Mais comment se fait-il que le général Cadart, à propos de son aventure, ne rappelle pas la surprise des volontaires dont parle M. Joseph Bosco? C'était pourtant l'occasion d'en dire deux mots!
Dans tous les cas, ce petit récit précise bien cinq points importants : la viabilité relative du sentier en corniche en 1837, l 'existence d'une poterne romaine dont l'usage était abandonné, la continuité du sentier au-delà de la Grotte des Pigeons, la présence d'un mur romain dont il ne reste plus qu'une seule assise (vis-à-vis du pont suspendu), enfin les détails de la fuite de Ben Aïssa.
Constantine et ses Antiquités, publiée par la Société archéologique dans son Annuaire de 1853, sous la signature de M. A. Cherbonneau.
Pages 113 el 114 :
« Il y avait jadis six portes à Constantine. Deux de ces portes : Bab-er-Rouah et Bab el-Heninecha, avaient été supprimées longtemps avant la conquête ... Bab-er-Rouah (la Porte du Vent) regardait le nord; on n'y montait qu'avec une grande difficulté par les pentes naturelles: « el medaredj ». Si Ahmed ben el Mobarek... assigne comme position à cette poterne la partie du rempart qui domine les thermes de Sidi-Mimoun (sur la droite et un peu au-dessus des moulins Lavie).
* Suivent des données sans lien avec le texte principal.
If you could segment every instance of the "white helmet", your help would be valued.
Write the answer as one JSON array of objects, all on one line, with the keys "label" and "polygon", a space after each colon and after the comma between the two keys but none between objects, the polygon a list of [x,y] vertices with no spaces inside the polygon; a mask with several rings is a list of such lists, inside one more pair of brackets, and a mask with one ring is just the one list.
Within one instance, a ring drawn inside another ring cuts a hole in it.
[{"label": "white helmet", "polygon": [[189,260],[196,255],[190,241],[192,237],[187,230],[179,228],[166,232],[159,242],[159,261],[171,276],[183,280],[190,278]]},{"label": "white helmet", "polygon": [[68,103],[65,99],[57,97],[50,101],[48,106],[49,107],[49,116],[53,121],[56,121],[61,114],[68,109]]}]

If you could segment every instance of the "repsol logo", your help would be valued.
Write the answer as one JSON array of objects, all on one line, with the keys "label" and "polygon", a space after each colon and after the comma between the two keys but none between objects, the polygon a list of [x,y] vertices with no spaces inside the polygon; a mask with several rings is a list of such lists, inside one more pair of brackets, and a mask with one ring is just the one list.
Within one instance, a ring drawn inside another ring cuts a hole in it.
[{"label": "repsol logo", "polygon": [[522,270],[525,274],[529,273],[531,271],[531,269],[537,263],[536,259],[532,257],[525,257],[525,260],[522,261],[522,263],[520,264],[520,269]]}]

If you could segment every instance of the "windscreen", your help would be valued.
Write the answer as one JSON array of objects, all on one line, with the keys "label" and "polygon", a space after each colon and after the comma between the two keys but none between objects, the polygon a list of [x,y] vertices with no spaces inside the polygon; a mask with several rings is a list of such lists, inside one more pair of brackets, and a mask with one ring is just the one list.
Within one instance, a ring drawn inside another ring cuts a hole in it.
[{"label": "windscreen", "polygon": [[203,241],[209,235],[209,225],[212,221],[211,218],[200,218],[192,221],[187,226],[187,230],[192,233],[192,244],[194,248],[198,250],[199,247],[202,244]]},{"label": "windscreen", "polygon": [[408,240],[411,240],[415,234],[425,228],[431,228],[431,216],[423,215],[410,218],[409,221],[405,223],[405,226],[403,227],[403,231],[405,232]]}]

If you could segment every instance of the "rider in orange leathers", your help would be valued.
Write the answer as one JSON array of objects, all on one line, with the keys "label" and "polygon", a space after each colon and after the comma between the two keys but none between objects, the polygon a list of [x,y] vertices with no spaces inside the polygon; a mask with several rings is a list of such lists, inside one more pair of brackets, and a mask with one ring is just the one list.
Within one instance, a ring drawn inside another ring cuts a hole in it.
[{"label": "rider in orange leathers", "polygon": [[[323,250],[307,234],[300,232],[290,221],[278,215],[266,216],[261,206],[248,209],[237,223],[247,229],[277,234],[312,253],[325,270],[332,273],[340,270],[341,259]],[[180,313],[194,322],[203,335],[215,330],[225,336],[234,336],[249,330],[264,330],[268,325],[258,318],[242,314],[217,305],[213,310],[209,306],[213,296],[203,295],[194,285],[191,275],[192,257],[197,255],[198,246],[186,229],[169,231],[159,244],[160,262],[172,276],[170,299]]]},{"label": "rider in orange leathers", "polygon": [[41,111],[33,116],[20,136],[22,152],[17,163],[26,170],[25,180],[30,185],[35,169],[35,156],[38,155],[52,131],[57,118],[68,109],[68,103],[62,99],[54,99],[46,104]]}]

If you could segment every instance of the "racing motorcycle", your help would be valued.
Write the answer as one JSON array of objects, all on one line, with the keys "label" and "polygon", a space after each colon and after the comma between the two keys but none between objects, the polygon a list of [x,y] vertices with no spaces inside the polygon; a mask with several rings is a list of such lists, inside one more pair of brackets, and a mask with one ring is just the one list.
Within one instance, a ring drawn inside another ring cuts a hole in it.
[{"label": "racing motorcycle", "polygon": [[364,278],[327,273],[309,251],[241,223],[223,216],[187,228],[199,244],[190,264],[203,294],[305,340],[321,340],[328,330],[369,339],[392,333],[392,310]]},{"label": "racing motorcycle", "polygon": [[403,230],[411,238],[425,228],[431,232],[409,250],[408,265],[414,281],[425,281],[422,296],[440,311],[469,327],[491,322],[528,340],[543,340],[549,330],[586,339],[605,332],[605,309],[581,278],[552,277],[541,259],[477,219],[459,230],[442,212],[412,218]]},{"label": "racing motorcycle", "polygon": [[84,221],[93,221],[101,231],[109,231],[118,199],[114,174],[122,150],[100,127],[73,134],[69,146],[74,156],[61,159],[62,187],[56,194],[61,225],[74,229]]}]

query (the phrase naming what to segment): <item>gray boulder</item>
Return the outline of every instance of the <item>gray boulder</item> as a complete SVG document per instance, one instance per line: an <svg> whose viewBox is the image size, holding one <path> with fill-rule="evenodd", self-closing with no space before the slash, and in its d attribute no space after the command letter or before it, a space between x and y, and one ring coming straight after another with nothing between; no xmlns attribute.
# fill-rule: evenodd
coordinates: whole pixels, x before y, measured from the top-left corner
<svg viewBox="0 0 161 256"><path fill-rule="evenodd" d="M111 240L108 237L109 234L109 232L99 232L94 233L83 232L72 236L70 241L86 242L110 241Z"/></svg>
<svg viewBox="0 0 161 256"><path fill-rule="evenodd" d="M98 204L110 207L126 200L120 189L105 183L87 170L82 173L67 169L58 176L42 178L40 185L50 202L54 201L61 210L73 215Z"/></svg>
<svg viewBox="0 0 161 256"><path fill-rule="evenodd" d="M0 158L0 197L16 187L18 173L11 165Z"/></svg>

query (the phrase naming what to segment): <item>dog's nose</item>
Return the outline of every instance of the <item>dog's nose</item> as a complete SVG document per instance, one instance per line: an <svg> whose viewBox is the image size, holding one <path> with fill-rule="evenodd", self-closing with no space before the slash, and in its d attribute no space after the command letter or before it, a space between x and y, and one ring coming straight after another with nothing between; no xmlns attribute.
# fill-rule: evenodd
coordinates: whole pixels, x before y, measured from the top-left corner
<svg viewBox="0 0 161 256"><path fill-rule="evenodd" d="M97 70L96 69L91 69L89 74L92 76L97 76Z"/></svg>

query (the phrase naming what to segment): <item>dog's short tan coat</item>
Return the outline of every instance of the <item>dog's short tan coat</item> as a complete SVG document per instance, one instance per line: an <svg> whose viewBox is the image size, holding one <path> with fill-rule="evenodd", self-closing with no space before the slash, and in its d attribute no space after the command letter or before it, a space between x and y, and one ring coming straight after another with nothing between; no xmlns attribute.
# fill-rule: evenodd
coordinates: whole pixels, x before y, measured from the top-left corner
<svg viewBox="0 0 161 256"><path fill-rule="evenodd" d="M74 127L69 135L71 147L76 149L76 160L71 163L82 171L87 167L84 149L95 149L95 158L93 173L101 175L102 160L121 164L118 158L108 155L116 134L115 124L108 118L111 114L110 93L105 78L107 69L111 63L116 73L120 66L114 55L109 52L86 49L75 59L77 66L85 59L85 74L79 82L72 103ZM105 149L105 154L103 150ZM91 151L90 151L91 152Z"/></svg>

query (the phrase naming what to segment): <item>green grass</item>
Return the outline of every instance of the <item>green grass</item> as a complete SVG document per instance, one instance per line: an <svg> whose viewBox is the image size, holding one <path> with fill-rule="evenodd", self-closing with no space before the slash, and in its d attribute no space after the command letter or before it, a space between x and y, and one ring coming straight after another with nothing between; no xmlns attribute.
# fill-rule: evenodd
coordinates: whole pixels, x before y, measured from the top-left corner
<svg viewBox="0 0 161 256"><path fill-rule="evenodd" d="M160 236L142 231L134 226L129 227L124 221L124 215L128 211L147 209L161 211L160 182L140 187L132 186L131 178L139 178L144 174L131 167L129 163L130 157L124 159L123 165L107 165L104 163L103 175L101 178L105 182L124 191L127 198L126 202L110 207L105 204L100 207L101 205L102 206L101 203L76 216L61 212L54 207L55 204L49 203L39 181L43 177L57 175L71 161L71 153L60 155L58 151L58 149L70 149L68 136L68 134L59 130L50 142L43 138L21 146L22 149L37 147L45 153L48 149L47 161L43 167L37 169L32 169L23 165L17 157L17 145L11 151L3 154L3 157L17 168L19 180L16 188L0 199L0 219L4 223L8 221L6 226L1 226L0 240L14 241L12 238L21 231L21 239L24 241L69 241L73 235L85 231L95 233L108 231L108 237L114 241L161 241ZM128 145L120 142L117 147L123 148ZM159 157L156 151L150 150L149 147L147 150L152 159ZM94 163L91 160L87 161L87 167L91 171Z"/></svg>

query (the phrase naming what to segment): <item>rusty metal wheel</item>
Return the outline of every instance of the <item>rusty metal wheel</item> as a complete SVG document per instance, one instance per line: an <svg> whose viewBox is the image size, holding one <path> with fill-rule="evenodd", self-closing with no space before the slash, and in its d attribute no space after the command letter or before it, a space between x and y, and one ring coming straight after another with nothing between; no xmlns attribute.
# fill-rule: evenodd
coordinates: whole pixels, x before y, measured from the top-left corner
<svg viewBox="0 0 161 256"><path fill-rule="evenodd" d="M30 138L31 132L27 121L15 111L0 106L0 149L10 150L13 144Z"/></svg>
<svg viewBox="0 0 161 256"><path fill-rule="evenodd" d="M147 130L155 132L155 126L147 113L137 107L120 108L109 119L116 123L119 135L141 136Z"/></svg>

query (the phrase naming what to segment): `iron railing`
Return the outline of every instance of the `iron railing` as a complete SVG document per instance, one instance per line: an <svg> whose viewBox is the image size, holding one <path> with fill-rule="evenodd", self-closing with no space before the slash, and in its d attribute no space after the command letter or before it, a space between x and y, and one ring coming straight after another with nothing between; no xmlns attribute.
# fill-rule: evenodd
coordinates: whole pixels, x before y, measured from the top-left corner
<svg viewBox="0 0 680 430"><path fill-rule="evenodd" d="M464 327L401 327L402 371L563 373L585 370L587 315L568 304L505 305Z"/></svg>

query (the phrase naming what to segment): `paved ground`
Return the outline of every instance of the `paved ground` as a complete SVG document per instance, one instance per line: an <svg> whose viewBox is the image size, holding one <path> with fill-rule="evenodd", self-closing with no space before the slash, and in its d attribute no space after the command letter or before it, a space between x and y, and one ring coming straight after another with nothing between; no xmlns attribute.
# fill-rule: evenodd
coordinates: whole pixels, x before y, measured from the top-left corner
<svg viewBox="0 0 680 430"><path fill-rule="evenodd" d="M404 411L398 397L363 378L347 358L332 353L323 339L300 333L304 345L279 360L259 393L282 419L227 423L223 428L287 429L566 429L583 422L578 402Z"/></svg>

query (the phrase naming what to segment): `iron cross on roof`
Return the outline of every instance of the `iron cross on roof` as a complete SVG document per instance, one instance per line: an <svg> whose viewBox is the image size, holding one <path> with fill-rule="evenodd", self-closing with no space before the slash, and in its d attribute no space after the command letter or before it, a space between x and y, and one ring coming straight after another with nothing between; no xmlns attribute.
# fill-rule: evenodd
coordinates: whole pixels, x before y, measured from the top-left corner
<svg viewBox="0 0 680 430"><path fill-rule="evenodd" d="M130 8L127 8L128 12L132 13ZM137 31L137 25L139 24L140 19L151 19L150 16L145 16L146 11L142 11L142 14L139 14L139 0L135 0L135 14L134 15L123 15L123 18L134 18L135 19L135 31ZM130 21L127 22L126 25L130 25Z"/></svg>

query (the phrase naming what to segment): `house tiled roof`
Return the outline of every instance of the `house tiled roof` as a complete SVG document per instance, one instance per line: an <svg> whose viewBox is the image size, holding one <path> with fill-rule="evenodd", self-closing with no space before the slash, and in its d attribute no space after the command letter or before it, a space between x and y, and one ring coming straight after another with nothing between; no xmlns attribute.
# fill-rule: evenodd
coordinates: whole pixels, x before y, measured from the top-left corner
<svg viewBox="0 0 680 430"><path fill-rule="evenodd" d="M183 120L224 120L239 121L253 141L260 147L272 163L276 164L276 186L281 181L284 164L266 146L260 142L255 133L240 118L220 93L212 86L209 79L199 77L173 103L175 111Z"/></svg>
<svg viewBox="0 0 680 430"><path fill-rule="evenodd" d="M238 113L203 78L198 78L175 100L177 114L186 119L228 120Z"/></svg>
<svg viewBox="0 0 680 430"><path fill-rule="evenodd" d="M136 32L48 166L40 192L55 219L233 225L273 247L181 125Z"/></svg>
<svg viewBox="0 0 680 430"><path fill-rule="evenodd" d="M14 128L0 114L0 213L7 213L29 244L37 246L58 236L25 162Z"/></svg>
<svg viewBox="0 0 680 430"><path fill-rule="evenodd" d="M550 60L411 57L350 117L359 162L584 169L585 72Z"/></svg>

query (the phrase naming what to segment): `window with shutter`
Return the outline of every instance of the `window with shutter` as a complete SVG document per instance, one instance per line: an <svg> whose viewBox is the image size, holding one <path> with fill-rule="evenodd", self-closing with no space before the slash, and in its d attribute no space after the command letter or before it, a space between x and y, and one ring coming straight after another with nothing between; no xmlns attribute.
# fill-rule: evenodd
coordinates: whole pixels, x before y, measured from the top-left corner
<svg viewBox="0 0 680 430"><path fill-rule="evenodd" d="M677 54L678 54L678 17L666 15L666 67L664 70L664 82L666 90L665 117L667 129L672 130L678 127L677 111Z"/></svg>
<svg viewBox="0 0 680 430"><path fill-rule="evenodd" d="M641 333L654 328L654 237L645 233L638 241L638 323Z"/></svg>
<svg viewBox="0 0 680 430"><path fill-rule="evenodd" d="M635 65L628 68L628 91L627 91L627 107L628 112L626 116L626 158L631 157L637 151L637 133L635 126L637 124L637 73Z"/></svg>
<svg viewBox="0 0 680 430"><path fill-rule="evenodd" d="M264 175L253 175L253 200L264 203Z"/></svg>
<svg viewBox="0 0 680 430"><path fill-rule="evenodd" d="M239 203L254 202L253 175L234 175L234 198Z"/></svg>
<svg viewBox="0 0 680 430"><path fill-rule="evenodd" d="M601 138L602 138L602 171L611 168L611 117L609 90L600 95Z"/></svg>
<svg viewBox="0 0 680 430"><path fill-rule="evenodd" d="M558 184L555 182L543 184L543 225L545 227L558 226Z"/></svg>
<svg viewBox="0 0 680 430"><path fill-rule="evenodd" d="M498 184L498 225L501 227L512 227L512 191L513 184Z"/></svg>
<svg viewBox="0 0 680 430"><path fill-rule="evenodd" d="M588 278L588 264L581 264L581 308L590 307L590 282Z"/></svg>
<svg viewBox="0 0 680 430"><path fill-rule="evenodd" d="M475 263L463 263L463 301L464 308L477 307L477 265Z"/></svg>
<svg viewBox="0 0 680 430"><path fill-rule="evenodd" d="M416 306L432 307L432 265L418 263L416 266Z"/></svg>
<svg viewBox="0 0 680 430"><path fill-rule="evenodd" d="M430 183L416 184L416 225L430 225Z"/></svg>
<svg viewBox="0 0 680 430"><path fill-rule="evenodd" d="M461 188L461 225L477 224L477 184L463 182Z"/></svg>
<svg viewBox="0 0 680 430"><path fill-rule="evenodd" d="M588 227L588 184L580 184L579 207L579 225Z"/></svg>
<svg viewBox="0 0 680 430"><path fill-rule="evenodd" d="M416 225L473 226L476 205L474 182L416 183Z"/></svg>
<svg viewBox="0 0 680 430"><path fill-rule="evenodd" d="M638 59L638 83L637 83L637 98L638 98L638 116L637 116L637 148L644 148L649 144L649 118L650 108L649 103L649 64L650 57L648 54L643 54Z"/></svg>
« L'authenticité de ce renseignement est d'autant moins contestable, qu'elle est justifiée par une note très détaillée, dont je dois la communication à M. le commandant Foy et que je reproduirai en substance:
« Bab-er-Rouah était une poterne ouverte au-dessus du bain, dans un mur romain construit en ce point pour fermer une large fente de l'étage supérieur des escarpements qui formaient de ce côté la défense du Capitole. De l'intérieur, on arrivait à la poterne par un escalier en pierres de taille, et au dehors à Sidi- Mimoun, soit par des rampes tracées dans les talus qui séparent les étages successifs, soit par une série de marches étroites taillées dans le rocher et dont on retrouverait encore "aujourd'hui les traces. Le Génie militaire a fait déblayer, en 1838, l 'escalier donnant accès à la fausse porte. Tout cela a été remplacé par le mur de fortification qui constitue l'enceinte de l'hôpital à l'ouest. »
Terminons en faisant connaître qu'un affaissement récent des remblais vient, encore une fois, de mettre à découvert l'entrée de la poterne dans la cour de la Casbah. Nous en avons vu nous même le cintre, remanié, au-dessous du mur de séparation de l'arsenal, en novembre 1917.
CAPITAINE L. JACQUOT,
Rapporteur au Conseil de Guerre
(1) 4 juin 1917.
(2) Souvenirs de Constantine. Journal d'un officier du Génie, rédigé en 1838-39 et coordonné, en 1893, par le général Ch, Cadart, Paris, Firmin-Didot et Ci, 1894.